Going to a Catholic high school in Canada means we are one of the only types of school to wear a uniform. In result of wearing a set outfit to school every day, having a uniform for my job, and playing softball, I have a very limited wardrobe. So, whenever I wore my own clothes it was often sweats as I was relaxing from my busy schedule! However, when we had civies days (these are our non-uniform days – I think we say civies as a short form for wearing “normal” civilian clothes?) at school I was always so self-conscious of what I wore. I would walk through the halls of my school feeling like everyone was judging me for my clothing choices. Obviously, you get to wear your own clothes at uni, but for the first two months or so I still carried that irrational fear that people were judging me. I eventually realized though, that nobody is paying attention, or judging, what anyone is wearing. We all have our own things to do and worry about – and this does not include caring about what the girl from the floor below you wears to go down to the cafeteria to get food! Although this sounds like such a small thing, this confidence translated into other areas of my life at uni as well. I won’t get into them all – this isn’t meant to be an essay!
Coming home is weird
This sounds like an odd thing to mention when talking about moving away, but I can assure you it’s a real thing for many people.
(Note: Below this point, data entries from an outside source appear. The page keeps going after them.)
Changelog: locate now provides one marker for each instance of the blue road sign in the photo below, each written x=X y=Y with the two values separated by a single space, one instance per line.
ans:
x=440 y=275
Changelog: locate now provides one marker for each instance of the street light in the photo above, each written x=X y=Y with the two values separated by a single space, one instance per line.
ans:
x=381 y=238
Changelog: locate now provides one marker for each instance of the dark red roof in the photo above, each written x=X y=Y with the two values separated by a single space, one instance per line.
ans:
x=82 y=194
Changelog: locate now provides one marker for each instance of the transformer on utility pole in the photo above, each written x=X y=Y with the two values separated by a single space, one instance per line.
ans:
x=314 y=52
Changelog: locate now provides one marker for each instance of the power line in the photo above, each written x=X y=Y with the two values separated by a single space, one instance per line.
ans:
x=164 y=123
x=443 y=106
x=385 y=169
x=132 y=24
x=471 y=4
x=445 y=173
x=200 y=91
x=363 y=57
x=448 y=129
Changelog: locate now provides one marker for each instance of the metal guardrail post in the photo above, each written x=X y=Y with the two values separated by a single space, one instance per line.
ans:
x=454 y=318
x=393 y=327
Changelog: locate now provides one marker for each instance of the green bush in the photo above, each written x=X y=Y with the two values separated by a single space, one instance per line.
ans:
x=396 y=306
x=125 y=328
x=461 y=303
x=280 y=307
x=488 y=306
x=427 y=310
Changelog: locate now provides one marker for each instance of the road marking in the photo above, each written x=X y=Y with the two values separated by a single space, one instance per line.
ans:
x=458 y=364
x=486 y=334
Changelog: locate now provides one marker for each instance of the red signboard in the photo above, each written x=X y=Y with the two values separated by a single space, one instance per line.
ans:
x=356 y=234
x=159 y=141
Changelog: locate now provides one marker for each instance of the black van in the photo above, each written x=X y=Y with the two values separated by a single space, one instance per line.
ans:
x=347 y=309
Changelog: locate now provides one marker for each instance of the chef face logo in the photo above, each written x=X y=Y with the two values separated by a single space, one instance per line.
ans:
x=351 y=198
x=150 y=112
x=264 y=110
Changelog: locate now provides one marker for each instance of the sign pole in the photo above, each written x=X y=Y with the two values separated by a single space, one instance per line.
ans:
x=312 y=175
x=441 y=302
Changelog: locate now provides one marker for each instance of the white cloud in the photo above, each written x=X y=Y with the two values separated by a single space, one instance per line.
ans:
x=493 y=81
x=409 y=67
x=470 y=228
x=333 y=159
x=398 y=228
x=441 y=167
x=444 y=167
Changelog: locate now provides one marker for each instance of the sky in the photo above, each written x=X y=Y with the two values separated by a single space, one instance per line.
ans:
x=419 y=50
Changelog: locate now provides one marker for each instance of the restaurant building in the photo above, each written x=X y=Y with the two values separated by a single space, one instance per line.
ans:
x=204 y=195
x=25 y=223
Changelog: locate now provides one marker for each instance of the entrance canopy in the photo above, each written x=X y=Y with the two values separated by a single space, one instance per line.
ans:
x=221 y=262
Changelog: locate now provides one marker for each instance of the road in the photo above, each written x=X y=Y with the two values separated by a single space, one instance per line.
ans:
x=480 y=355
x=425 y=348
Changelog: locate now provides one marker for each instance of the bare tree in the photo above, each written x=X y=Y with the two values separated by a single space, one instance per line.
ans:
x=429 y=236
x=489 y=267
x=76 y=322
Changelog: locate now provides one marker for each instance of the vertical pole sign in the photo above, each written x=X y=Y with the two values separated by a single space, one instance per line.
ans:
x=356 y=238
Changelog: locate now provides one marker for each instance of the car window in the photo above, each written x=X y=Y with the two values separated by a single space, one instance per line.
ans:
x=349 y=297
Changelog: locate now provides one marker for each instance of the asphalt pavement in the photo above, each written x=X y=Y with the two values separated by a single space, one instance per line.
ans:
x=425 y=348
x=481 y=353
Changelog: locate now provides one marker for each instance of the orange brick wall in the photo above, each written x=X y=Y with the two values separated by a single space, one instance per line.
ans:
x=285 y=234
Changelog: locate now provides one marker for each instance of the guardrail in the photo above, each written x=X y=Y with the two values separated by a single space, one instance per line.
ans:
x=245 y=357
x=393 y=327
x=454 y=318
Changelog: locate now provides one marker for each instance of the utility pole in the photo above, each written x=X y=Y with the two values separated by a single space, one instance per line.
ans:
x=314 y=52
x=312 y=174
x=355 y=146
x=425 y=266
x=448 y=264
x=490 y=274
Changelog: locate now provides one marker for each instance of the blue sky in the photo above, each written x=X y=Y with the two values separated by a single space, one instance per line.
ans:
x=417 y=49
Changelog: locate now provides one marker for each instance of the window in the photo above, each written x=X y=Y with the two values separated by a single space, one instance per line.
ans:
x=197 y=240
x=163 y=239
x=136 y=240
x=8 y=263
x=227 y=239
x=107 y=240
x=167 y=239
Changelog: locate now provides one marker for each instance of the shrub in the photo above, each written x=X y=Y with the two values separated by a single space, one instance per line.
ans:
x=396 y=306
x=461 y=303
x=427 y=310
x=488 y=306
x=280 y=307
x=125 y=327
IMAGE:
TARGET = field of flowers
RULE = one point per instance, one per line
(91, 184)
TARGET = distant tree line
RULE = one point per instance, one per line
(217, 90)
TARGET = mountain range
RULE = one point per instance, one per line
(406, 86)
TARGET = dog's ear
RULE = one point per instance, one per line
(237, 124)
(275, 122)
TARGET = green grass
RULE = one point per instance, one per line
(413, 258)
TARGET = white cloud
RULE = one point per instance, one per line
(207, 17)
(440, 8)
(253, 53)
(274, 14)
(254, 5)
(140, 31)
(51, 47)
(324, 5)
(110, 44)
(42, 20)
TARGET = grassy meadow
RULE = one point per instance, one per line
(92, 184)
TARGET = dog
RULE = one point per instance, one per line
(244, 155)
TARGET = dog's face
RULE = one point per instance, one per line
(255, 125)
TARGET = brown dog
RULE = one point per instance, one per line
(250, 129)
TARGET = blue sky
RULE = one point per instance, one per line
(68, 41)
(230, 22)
Especially this year, when I came home for the holidays, I couldn’t even see most of my friends because of COVID restrictions. The only social interaction I had outside of my family was my friends at my job. But even going back to work a few shifts during reading week felt so weird. I had only been off work for about 2 months at this time, but it felt like so much had changed. Also during reading week, I would’ve used the opportunity to go visit my high school, it was just one teacher in particular that I wanted to see as she helped me through a lot, but I couldn’t. Even just the concept of living in a house felt weird. I took most of my belongings with me to uni so when I came home, I was living out of a duffel bag, in my own home. Also, not having to wear shoes when I shower is something I’m definitely thankful for! In my residence, we have communal bathrooms (I promise it’s really not as bad as it sounds), but I still wasn’t going to go in those showers barefoot. It’s just a bunch of feelings you don’t think about when you move away, and that’s why it feels so weird to come back home.